Doug, the probabilities John lists pretty closely match those offered in Vegas (except for the extreme underdogs, which he says are not reliable). So there would be very few bets to make even if you had the utmost confidence in the model. I have nothing against looking at this kind of analysis, but I think in order to evaluate whether it has any true predictive merit, you’d have to grade it against spread or money line. I.e., you’d want to know if the model adds any predictive ability that is not already reflected in the betting public’s perceptions.
Well, Minnesota opening as a 3 point favorite doesn’t help anyone’s ML or parlay bets much…
In previous years the 15 seeds haven’t been listed. Is this (relatively speaking) a stronger batch of 15 seeds compared to the last two years?
Will you be posting your final team rankings going into the tournament using your survival method as you did last year? That was a great tool to use to assist in picks and I would love to see it again this year!
PLM:
Look at the model picks from the past two years and the money lines on those games. There were very big differences in the past.
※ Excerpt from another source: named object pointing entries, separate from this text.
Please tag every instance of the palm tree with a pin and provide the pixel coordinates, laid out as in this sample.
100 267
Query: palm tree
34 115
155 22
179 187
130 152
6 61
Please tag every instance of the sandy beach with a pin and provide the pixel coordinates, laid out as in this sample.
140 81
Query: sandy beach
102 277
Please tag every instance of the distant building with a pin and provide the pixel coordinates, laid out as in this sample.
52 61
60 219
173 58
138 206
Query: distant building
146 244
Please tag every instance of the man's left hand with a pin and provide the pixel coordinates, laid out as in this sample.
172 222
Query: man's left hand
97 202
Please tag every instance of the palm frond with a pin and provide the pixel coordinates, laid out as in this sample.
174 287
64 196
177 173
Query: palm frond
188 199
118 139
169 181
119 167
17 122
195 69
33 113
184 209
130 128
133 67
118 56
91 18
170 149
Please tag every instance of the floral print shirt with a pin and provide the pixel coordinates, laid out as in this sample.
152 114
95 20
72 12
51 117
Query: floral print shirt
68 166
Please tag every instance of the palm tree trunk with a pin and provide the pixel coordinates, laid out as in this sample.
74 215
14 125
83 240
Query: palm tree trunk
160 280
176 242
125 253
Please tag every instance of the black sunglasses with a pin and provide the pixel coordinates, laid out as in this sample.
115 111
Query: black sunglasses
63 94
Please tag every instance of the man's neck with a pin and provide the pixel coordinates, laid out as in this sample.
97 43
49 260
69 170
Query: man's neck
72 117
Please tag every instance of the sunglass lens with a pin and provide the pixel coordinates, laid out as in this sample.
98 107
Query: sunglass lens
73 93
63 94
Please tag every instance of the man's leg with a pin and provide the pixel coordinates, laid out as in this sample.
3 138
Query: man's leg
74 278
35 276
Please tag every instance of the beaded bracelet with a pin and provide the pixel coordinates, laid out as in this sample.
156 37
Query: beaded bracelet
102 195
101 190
I am not sure why this year hews closer to the Vegas lines. Maybe the market now realizes the value of NCAA Tournament-specific prediction models?
John, will you be coming out with a full bracket like you did last year?
Will there be full rankings released?
John, could you please send me step by step instructions so I could try to replicate your results? Thank you for your time.
Compared to implied win probabilities of Vegas moneylines, Minn, St Marys, Miss, and Pacific offer value.
Harvard Vegas
Minn 70% 60%
St Marys 53% 36%
Cal 40% 43%
Bucknell 37% 39%
Miss 31% 30%
Oregon 29% 47%
Belmont 23% 36%
Davidson 20% 41%
Pacific 14% 13%
John,
I know this is a few months ahead of schedule, but for this years March Madness Tournament, will you be able to release a full bracket a few days before the tourney starts as you did in past years? I think last year you did release one but it was released a little late for the pool I was in and I was unable to use it to help me make some picks. If not, it is understandable, but just wanted to throw this out there ahead of time and I look forward to checking out your picks whenever they become available as well as your upsets. I appreciate all the hard work and research you put in to make this a valuable tool!